Comme vous pouvez l’imaginer, une telle démonstration de force ne pouvait manquer d’avoir des conséquences immédiates également sur les marchés financiers où les entreprises high-techs ont subi des pertes choquantes en bourse, à commencer, par exemple, par Nvidia (leader mondial des microprocesseurs) qui a perdu plus de 17% à Wall Street suivie de près par de nombreuses autres entreprises high-techs comme Broadcom avec son -16, 5 %, Arm -10 % et AMD -6 %. Après tout, à quoi servent les super microprocesseurs très coûteux si les Chinois sont capables de produire des logiciels qui fonctionnent avec des micropuces considérées comme obsolètes jusqu’à hier, obtenant des résultats encore meilleurs que la meilleure IA américaine ?

Il est clair que - à ce stade - les Américains devront complètement repenser à la fois leur stratégie industrielle sur l’IA, basée sur la supériorité dans la production de micropuces avec d’énormes capacités de calcul, mais aussi la stratégie financière, où il est très difficile de gonfler une énième bulle spéculative pour permettre aux spéculateurs de se garer sur des secteurs « à haut rendement » (appelez ça une bulle, si vous voulez...) permettant des profits faciles.

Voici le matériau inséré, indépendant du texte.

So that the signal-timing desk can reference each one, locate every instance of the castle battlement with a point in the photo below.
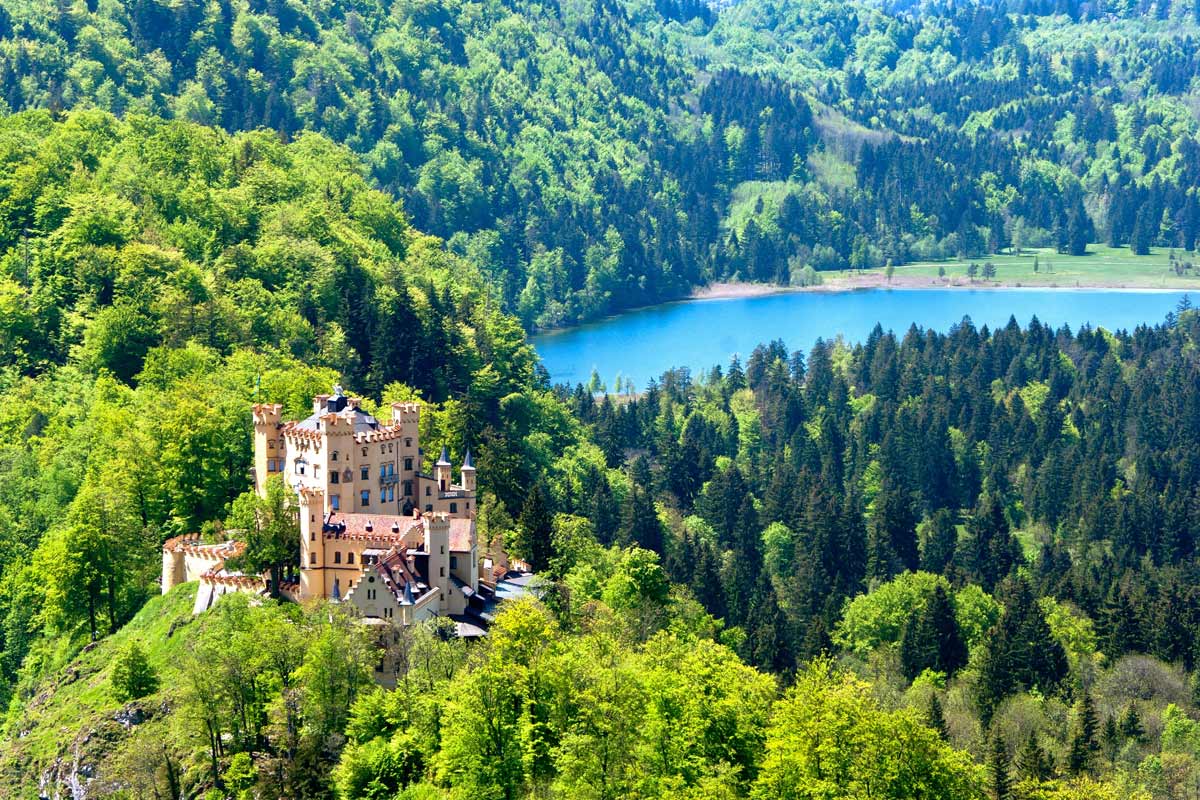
(376, 529)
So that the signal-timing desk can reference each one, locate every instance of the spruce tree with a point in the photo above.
(931, 638)
(936, 717)
(1131, 725)
(941, 542)
(1083, 743)
(1032, 763)
(537, 528)
(1110, 738)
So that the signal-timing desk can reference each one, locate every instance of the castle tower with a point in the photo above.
(468, 473)
(269, 450)
(339, 453)
(442, 470)
(312, 542)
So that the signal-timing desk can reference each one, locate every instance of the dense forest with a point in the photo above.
(945, 564)
(592, 156)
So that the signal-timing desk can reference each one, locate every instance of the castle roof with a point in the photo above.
(363, 421)
(390, 529)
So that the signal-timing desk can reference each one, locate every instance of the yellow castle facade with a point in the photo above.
(376, 530)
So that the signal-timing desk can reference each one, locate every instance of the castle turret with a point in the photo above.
(442, 470)
(468, 473)
(269, 451)
(437, 533)
(312, 543)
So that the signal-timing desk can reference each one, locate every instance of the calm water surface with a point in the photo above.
(701, 334)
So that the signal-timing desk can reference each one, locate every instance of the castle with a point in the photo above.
(376, 531)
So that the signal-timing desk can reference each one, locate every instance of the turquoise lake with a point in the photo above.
(700, 334)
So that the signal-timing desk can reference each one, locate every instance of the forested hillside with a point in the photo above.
(951, 564)
(592, 156)
(157, 277)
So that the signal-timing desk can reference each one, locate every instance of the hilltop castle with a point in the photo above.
(375, 530)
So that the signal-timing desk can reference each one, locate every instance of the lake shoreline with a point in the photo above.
(867, 281)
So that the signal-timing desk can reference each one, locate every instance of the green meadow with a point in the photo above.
(1102, 266)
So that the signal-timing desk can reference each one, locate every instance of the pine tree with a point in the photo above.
(1032, 763)
(1131, 725)
(931, 638)
(935, 717)
(132, 674)
(537, 528)
(940, 543)
(1021, 651)
(1110, 738)
(997, 769)
(1083, 743)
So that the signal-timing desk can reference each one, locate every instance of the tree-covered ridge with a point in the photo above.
(525, 130)
(159, 278)
(1011, 119)
(124, 235)
(592, 156)
(1065, 462)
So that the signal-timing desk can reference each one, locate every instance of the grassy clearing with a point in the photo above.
(1103, 266)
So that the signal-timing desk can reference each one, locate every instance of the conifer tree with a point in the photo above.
(1131, 725)
(1083, 741)
(1000, 782)
(1110, 738)
(931, 638)
(936, 717)
(132, 674)
(1021, 651)
(1032, 763)
(941, 542)
(537, 528)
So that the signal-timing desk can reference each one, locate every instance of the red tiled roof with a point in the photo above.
(382, 525)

Pour compléter le moment Spoutnik, le South China Morning Post a annoncé aujourd’hui que Chang Guang Satellite Technology Co, propriétaire de Jilin-1, la plus grande constellation commerciale de satellites de télédétection submétriques au monde, a atteint un débit de données d’image ultra-rapide de 100 gigabits par seconde lors de tests à la fin du mois de décembre.

Il s’agit d’une véritable percée dans les communications laser satellite-sol qui pourrait ouvrir la voie à la 6G et à d’autres applications, notamment la télédétection à ultra-haute résolution et la technologie de positionnement par satellite de nouvelle génération. Et surtout, c’est une annonce qui retire à Starlink d’Elon Musk son rôle de leader incontesté dans le secteur des communications par satellite.

Il faut dire qu’avec cette situation, pour l’Occident, le réveil sera assez brutal du rêve que le siècle actuel sera un nouveau siècle euro-américain.